SINTAS

Keita Puspa
Chapter #11

10. ASISTEN PRIBADI

Hari ini jadwal praktik survival. Harusnya soal kesehatan, seperti bagaimana melakukan CPR dengan benar atau mengenali beberapa jenis herbal dan gunanya. Namun, karena dr. Jhon sedang cuti jadi hari ini kami akan belajar tali temali lagi.

Waktu di lapangan latihan, Sharon sama Alisya langsung menghampiriku.

“Hel, lu duduk sini aja. Biar cowok-cowok yang bawa perlengkapan,” kata Alisya. Cewek bermata kecil itu mengamit lenganku.

Aku mengangguk, tapi tiba-tiba Corey nyeletuk keras-keras, “Nggak bisa, Helen harus duduk deket gue. Kan dia asisten pribadi gue sekarang.”

Sharon dan Alisya kompak teriak sambil pandang-pandangan, “Asisten pribadi???”

Aku jelas panik, “Eh… bukan gitu maksudnya—”

Corey dengan santai melanjutkan, “Iya, kemarin dia nyuapin gue makan di kantin.
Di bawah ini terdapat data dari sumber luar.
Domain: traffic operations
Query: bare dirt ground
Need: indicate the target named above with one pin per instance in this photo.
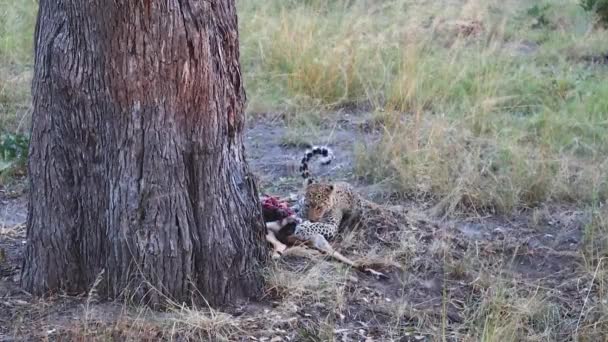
(443, 276)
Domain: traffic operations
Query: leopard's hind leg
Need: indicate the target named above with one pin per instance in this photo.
(319, 242)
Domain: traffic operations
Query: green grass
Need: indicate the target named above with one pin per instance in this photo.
(17, 19)
(485, 106)
(470, 120)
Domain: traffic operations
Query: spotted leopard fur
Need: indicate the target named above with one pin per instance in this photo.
(326, 205)
(326, 158)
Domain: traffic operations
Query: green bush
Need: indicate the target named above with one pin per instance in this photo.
(13, 151)
(599, 8)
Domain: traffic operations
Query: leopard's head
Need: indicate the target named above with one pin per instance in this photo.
(318, 200)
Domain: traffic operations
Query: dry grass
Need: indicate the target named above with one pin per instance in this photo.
(478, 111)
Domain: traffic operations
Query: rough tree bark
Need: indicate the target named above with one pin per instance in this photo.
(136, 163)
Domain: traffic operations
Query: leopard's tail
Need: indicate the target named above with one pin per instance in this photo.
(326, 157)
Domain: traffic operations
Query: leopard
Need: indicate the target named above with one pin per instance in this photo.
(325, 206)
Romantis banget, ya?”

Sharon langsung terbelalak. “ROMANTIS??”

Alisya ngakak sambil nunduk, “Hel, lu nyuapin dia di depan orang?”

Wajahku langsung memanas. Rasanya mau loncat ke jurang aja karena malu, tapi Corey belum selesai ngomong.

“Oh iya, Hel, nanti kalau istirahat lu beliin gue es teh, ya. Jangan lupa dikasih sedotan warna biru. Yang kemarin enak.”

Sharon dan Alisya makin ribut godain, sementara Chester yang lagi bawa peralatan cuma geleng-geleng, “Gila, lu nyuapiin dia, Hel?"

Aku tersenyum kaku sambil nyentil lengan Corey pelan. “Lu cari mati, ya?”

Corey senyum miring, berbisik, “Gue kan cuma bales dendam, Hel. Dua bulan di ICU tuh bosen banget, tau.”

Aku mau marah, tapi melihat beberapa bekas suntikan dan juga perban di lengan Corey, amarahku reda dengan sendirinya.

 Kemudian aku melangkah ke gudang mencari tali panjat yang sudah di-list sama Chester. Corey duduk di bangku sambil memegang buku catatan kelompok. “Hel, itu tali nomor dua sama tiga taro sini,” katanya santai.

Aku menurut, sambil dalam hati menyusun rencana balas dendam. Nanti sengaja bikin dia ngelakuin hal memalukan di depan semua orang. Tapi sebelum aku sempat mengeluarkan kata-kata, Chester masuk sambil nyodorin botol minum. “Hel, lu haus nggak? Nih, gue bawain.”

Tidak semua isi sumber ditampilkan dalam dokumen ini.